Tuesday, an evening that henceforth many will think upon as the night of long teeth, the Democrats effected a sweeping re-balance of Congress although it should be said that the Democrats did not so much win this week as the Republicans lost. With the heads of Rumsfeld and Hastert only just rolling, some are already saying that the Republicans deserved to lose this mid-term contest, but such judgments are premature. Others are saying that this election merely represents the normal ebb and flow of American politics, but they over-simplify as well.
In such an election, devoid of explicit or substantive platforms, legislative agendas, or policies, it might be hard to explain the victory of one Party over another were it not for two things: The President and the The War. Clearly, this mid-term election was a referendum on the present Administration, and the American people have spoken fairly clearly: we are unhappy with the Republicans and with the President.
But while Republicans clearly lost on Tuesday, conservative issues strangely did not. Same-sex marriage bans were enacted in three states, and property rights protections against eminent domain seizures were strengthened in other states. Other conservative ballot measures succeeded as well. While not as emphatic, the message is equally clear: we are not unhappy with a conservative agenda.
Throw out the baby but keep the bathwater? Why would the American electorate choose a conservative agenda but evict the conservative politicians? Some might say that many Republicans no longer represent conservative values; with big-government excesses, confused immigration remedies, pork, and corruption. Others might blame the gradual alienation of the President and his Party, which controlled both House and Senate yet perversely left the President on his own in many crucial issues.
The bottom line is that, in an election season in which both Partys platforms were essentially expressed as but were not like THEM, the electorate decided not on the basis of who they liked, but who they didnt.
The challenge ahead for both Parties is to form a coherent platform over the next two years leading up to the 2008 elections. Much depends on how both the Democrats and Republicans make use of the new strategic balance in Washington DC.
Republicans might indulge in the same obstructionism so prominently featured by the Democrats over the last 4-6 years, but this would be a losing strategy. It is time for Republicans to take stock of their conservative principles, and translate those principles into an actionable agenda not only for the next election cycle, but for the next two years.

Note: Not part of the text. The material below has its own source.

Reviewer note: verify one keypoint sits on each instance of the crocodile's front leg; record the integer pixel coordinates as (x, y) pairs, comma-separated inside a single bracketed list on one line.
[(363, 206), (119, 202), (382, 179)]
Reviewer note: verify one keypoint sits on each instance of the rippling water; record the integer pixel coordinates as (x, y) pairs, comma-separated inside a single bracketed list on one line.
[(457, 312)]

Democrats may choose to indulge in hearings and ex post facto blamestorming of the Administration, but this too would be a losing strategy. The Democrats previously lost the House and the Presidency by lacking a coherent philosophy and attempting to translate a coalition of diverse special interests into a consistent platform. The most pressing need facing the ascendant Party is to elucidate what they represent, not merely whom.
The risks are considerable. The whole world watches to see if this election is just a sign of American global ennui, often blamed for our performance in Vietnam and on many foreign policy fronts. Certainly, the Islamic fascists hope that this election gives them a free hand. The netroots community is full of self-congratulatory blogs, claiming credit for the election and hoping to impose their volatile views upon the winners and the entire nation.

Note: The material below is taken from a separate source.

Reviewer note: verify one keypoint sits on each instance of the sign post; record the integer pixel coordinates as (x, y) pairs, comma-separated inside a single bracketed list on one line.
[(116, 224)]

Will the next two years see consolidation and progress or retribution? Will the economy continue to stroke at the present record rate, or will it falter in the face of tax and spending reversals? Will unemployment, lower than it has been for decades, go up again?

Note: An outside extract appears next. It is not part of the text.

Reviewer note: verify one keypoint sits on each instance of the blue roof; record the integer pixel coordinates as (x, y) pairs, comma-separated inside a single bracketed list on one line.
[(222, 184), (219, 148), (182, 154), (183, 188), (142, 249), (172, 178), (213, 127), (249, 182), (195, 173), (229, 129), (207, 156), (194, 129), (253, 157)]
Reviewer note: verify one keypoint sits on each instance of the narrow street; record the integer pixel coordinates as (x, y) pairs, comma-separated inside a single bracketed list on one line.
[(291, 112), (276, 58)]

The Party that gets its act together first will likely be the winner in 2008, but this is about more than who wins its about governing the most powerful nation on earth in these present and dangerous times. Into the mouth of the wolf, indeed.
David J. Aland is a retired Naval Officer with a graduate degree in National Security Affairs from the U. S. Naval War College.
Good, well-written essay. The guy should keep on on writing.